## Gradient Descent Update Rule with L2 Regularization
**Front:** For logistic regression with L2 regularization, the cost function is $J(\theta) = -\frac{1}{m}l(\theta) + \frac{\lambda}{2m}\sum_{j=1}^n \theta_j^2$. What are the gradient descent update rules for $\theta_0$ and $\theta_j$ ($j \geq 1$)? <br/>
**Back:** 
- For $\theta_0$ (bias term): $\theta_0 := \theta_0 - \alpha \frac{1}{m} \sum_{i=1}^m (h_\theta(x^{(i)}) - y^{(i)})$
- For $\theta_j$ ($j \geq 1$): $\theta_j := \theta_j - \alpha \left[ \frac{1}{m} \sum_{i=1}^m (h_\theta(x^{(i)}) - y^{(i)}) x_j^{(i)} + \frac{\lambda}{m} \theta_j \right]$

## L2 Regularization Effect on Update
**Front:** In the update rule $\theta_j := \theta_j - \alpha \left[ \frac{1}{m} \sum (h-y)x_j + \frac{\lambda}{m} \theta_j \right]$, what does the term $\frac{\lambda}{m} \theta_j$ do? <br/>
**Back:** It adds **weight decay**: at each step, $\theta_j$ is shrunk toward zero by a factor proportional to its current value and $\lambda$. This prevents weights from growing too large, reducing overfitting.

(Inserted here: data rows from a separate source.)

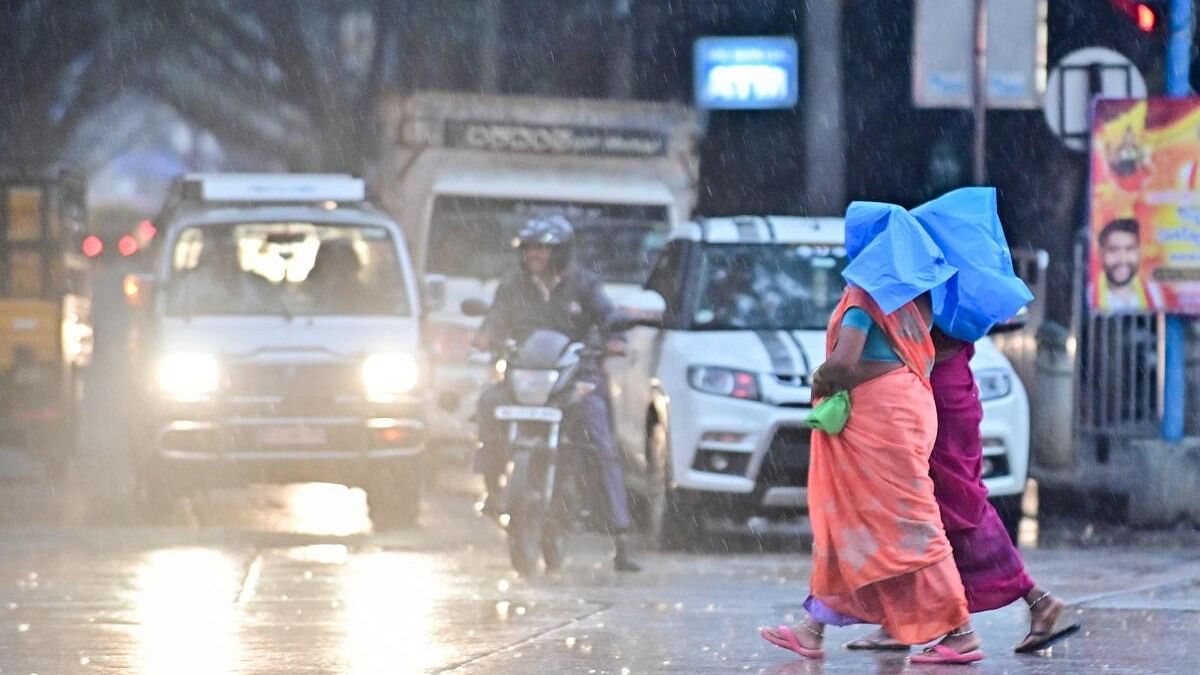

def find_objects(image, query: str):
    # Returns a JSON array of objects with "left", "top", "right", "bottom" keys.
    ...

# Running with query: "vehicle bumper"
[
  {"left": 149, "top": 403, "right": 426, "bottom": 485},
  {"left": 979, "top": 389, "right": 1030, "bottom": 497},
  {"left": 670, "top": 392, "right": 810, "bottom": 510}
]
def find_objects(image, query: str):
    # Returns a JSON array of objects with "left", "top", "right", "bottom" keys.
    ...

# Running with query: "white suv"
[{"left": 608, "top": 216, "right": 1030, "bottom": 544}]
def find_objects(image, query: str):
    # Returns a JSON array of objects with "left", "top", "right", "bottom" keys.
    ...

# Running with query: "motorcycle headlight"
[
  {"left": 688, "top": 365, "right": 758, "bottom": 401},
  {"left": 362, "top": 353, "right": 420, "bottom": 404},
  {"left": 976, "top": 370, "right": 1013, "bottom": 401},
  {"left": 157, "top": 354, "right": 221, "bottom": 402},
  {"left": 508, "top": 368, "right": 558, "bottom": 406}
]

## Bias Term Exclusion from Regularization
**Front:** Why is $\theta_0$ typically excluded from the L2 regularization penalty in the update rule? <br/>
**Back:** The bias term $\theta_0$ controls the intercept/position of the decision boundary, not the complexity of the model. Regularizing it would unnecessarily constrain where the boundary can be placed.

## Rearranged Update Form
**Front:** How can the update rule for $\theta_j$ ($j \geq 1$) with L2 regularization be rewritten to show explicit weight shrinkage? <br/>
**Back:** $\theta_j := \theta_j \left(1 - \alpha\frac{\lambda}{m}\right) - \alpha \frac{1}{m} \sum_{i=1}^m (h_\theta(x^{(i)}) - y^{(i)}) x_j^{(i)}$. The term $(1 - \alpha\frac{\lambda}{m})$ multiplicatively shrinks $\theta_j$ before the gradient step.

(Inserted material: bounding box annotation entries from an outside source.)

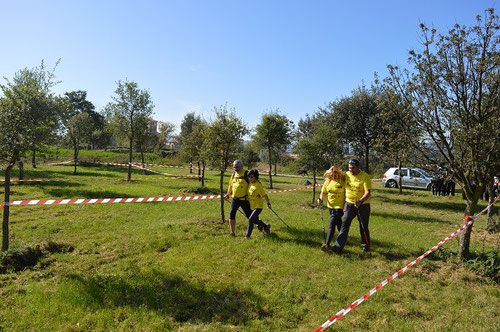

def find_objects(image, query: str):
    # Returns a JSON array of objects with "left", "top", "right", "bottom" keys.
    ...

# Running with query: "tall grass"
[{"left": 0, "top": 162, "right": 500, "bottom": 331}]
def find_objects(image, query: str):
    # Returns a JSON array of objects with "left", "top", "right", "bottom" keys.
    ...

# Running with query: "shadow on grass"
[
  {"left": 42, "top": 188, "right": 137, "bottom": 198},
  {"left": 371, "top": 211, "right": 453, "bottom": 224},
  {"left": 380, "top": 197, "right": 465, "bottom": 212},
  {"left": 68, "top": 271, "right": 270, "bottom": 325}
]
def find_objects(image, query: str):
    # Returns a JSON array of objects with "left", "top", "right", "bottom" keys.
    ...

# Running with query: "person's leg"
[
  {"left": 358, "top": 204, "right": 370, "bottom": 251},
  {"left": 240, "top": 200, "right": 253, "bottom": 218},
  {"left": 246, "top": 209, "right": 262, "bottom": 237},
  {"left": 229, "top": 198, "right": 240, "bottom": 235},
  {"left": 333, "top": 203, "right": 358, "bottom": 252},
  {"left": 333, "top": 209, "right": 344, "bottom": 232},
  {"left": 326, "top": 208, "right": 335, "bottom": 247}
]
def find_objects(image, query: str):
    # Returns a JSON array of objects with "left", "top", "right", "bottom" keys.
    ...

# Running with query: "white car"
[{"left": 382, "top": 167, "right": 431, "bottom": 190}]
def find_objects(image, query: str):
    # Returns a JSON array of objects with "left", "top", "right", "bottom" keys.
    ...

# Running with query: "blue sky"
[{"left": 0, "top": 0, "right": 499, "bottom": 129}]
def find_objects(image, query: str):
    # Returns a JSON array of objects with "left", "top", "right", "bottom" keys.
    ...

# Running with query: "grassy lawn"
[{"left": 0, "top": 165, "right": 500, "bottom": 331}]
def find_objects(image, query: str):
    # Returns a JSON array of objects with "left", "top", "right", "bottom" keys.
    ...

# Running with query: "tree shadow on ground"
[
  {"left": 371, "top": 211, "right": 453, "bottom": 224},
  {"left": 64, "top": 271, "right": 270, "bottom": 325},
  {"left": 42, "top": 188, "right": 138, "bottom": 199}
]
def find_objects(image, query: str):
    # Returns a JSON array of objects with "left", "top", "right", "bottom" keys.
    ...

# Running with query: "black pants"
[
  {"left": 335, "top": 203, "right": 370, "bottom": 251},
  {"left": 247, "top": 208, "right": 266, "bottom": 237},
  {"left": 229, "top": 197, "right": 252, "bottom": 219},
  {"left": 326, "top": 208, "right": 344, "bottom": 245}
]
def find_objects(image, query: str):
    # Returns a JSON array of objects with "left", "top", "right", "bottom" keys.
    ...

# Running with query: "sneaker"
[
  {"left": 332, "top": 246, "right": 342, "bottom": 254},
  {"left": 264, "top": 224, "right": 271, "bottom": 234}
]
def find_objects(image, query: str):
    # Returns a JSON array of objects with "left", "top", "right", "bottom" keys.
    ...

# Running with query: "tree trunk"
[
  {"left": 31, "top": 149, "right": 36, "bottom": 168},
  {"left": 268, "top": 146, "right": 273, "bottom": 189},
  {"left": 17, "top": 158, "right": 24, "bottom": 180},
  {"left": 398, "top": 160, "right": 403, "bottom": 195},
  {"left": 73, "top": 143, "right": 78, "bottom": 175},
  {"left": 220, "top": 171, "right": 225, "bottom": 223},
  {"left": 198, "top": 160, "right": 203, "bottom": 182},
  {"left": 486, "top": 183, "right": 496, "bottom": 232},
  {"left": 458, "top": 185, "right": 484, "bottom": 261},
  {"left": 2, "top": 150, "right": 19, "bottom": 251},
  {"left": 139, "top": 146, "right": 146, "bottom": 175},
  {"left": 313, "top": 168, "right": 316, "bottom": 205},
  {"left": 127, "top": 137, "right": 134, "bottom": 181},
  {"left": 365, "top": 145, "right": 370, "bottom": 174},
  {"left": 201, "top": 161, "right": 206, "bottom": 187}
]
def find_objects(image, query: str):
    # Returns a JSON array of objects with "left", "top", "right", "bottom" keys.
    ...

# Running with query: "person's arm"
[
  {"left": 356, "top": 189, "right": 372, "bottom": 207},
  {"left": 224, "top": 184, "right": 233, "bottom": 199},
  {"left": 264, "top": 194, "right": 271, "bottom": 208}
]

## Regularization Strength $\lambda$
**Front:** What happens in the update rule when $\lambda = 0$? What happens when $\lambda$ is very large? <br/>
**Back:** 
- $\lambda = 0$: Recovers standard gradient descent without regularization.
- $\lambda$ large: The term $\frac{\lambda}{m}\theta_j$ dominates, forcing $\theta_j$ toward zero regardless of data (high bias/underfitting).

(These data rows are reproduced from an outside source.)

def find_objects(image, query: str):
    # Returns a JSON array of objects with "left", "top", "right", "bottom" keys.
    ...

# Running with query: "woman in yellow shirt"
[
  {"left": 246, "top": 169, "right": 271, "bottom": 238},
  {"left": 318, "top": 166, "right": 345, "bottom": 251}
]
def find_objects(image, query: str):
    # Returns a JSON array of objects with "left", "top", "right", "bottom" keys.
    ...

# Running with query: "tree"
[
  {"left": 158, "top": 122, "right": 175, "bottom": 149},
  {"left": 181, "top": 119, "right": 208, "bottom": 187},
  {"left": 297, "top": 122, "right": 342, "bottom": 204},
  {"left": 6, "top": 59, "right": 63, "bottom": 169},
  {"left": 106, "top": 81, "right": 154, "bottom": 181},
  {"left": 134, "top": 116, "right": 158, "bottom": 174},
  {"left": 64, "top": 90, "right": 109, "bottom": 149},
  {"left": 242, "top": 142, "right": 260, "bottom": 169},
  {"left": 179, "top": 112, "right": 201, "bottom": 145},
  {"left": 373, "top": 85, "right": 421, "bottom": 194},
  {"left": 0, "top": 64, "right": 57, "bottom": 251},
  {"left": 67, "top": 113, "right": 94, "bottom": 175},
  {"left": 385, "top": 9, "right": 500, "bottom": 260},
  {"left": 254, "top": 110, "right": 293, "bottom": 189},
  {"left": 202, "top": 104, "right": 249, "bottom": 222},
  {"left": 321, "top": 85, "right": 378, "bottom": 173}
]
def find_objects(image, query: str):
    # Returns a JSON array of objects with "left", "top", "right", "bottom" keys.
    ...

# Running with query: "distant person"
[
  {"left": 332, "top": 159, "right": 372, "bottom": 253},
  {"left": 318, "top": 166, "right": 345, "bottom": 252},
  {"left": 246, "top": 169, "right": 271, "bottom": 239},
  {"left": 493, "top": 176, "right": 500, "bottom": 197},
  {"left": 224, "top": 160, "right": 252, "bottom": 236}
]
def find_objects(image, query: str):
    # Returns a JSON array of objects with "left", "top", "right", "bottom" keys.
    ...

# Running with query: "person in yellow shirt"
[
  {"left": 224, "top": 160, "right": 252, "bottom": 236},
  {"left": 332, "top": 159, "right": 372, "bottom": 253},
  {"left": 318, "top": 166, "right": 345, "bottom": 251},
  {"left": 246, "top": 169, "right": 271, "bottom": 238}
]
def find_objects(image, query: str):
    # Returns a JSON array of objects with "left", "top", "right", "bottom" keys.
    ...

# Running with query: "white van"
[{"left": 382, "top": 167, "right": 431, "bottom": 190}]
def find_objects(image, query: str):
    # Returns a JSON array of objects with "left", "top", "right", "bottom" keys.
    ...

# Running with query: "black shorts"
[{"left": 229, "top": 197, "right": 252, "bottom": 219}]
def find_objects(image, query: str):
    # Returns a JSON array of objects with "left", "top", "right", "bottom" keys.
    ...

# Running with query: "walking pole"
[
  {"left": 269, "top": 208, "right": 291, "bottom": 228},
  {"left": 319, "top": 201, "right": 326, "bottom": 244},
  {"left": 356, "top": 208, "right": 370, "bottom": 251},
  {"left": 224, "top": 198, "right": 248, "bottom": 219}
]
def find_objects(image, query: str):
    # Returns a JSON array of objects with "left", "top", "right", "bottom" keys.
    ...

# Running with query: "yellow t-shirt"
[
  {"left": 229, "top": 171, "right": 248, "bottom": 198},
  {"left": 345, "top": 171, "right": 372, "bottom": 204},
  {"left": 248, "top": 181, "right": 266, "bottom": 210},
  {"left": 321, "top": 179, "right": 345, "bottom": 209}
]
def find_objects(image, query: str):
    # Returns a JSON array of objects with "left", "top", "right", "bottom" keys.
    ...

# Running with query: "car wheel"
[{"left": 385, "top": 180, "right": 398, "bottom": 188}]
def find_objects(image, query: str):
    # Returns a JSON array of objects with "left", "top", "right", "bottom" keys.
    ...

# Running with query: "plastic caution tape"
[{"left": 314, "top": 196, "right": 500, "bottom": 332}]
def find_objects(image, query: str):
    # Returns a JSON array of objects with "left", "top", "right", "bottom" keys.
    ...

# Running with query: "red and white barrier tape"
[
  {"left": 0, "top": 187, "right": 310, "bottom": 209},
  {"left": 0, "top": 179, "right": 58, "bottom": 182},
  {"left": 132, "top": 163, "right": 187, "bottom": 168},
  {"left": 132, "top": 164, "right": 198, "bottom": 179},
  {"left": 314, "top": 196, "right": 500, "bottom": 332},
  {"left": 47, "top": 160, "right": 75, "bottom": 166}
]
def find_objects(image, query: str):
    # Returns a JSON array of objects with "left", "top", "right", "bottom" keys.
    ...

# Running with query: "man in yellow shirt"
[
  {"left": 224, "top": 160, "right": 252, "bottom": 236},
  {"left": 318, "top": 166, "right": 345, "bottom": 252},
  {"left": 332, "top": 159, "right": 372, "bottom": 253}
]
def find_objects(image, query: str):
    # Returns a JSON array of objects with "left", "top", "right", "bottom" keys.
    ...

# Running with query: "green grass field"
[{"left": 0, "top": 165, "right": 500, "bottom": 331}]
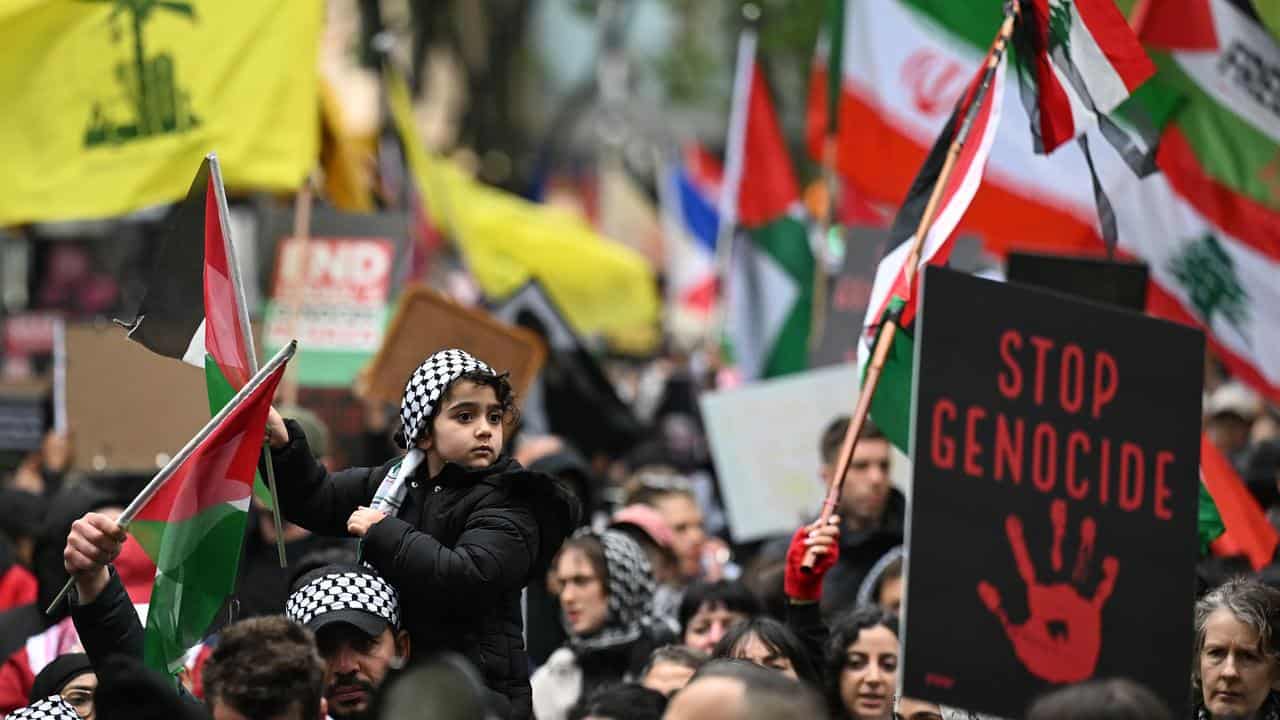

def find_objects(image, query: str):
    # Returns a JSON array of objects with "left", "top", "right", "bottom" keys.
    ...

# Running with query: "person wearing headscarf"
[
  {"left": 29, "top": 652, "right": 97, "bottom": 720},
  {"left": 532, "top": 530, "right": 676, "bottom": 720},
  {"left": 266, "top": 348, "right": 577, "bottom": 720}
]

## Learning Rate Interaction
**Front:** How does the learning rate $\alpha$ interact with the regularization parameter $\lambda$ in the update? <br/>
**Back:** They appear together as $\alpha\frac{\lambda}{m}$ in the weight shrinkage term. A larger $\alpha$ or $\lambda$ increases the shrinkage per iteration. They should be tuned together.

## Practical Implementation Note
**Front:** In code, how can you implement the update rules for all $\theta_j$ (including $\theta_0$) uniformly despite $\theta_0$ having no regularization? <br/>
**Back:** By creating a regularization vector where element $j=0$ is 0 and all other elements are $\lambda$, then using: $\theta := \theta - \alpha\left(\frac{1}{m}X^T(h-y) + \frac{\text{reg\_vector}}{m}\theta\right)$.

## Connection to MAP Estimation
**Front:** What is the Bayesian interpretation of adding L2 regularization to the gradient descent update? <br/>
**Back:** It's equivalent to Maximum A Posteriori (MAP) estimation with a Gaussian prior $\theta_j \sim \mathcal{N}(0, \frac{1}{\lambda})$ for $j \geq 1$. The update incorporates prior knowledge that weights should be small.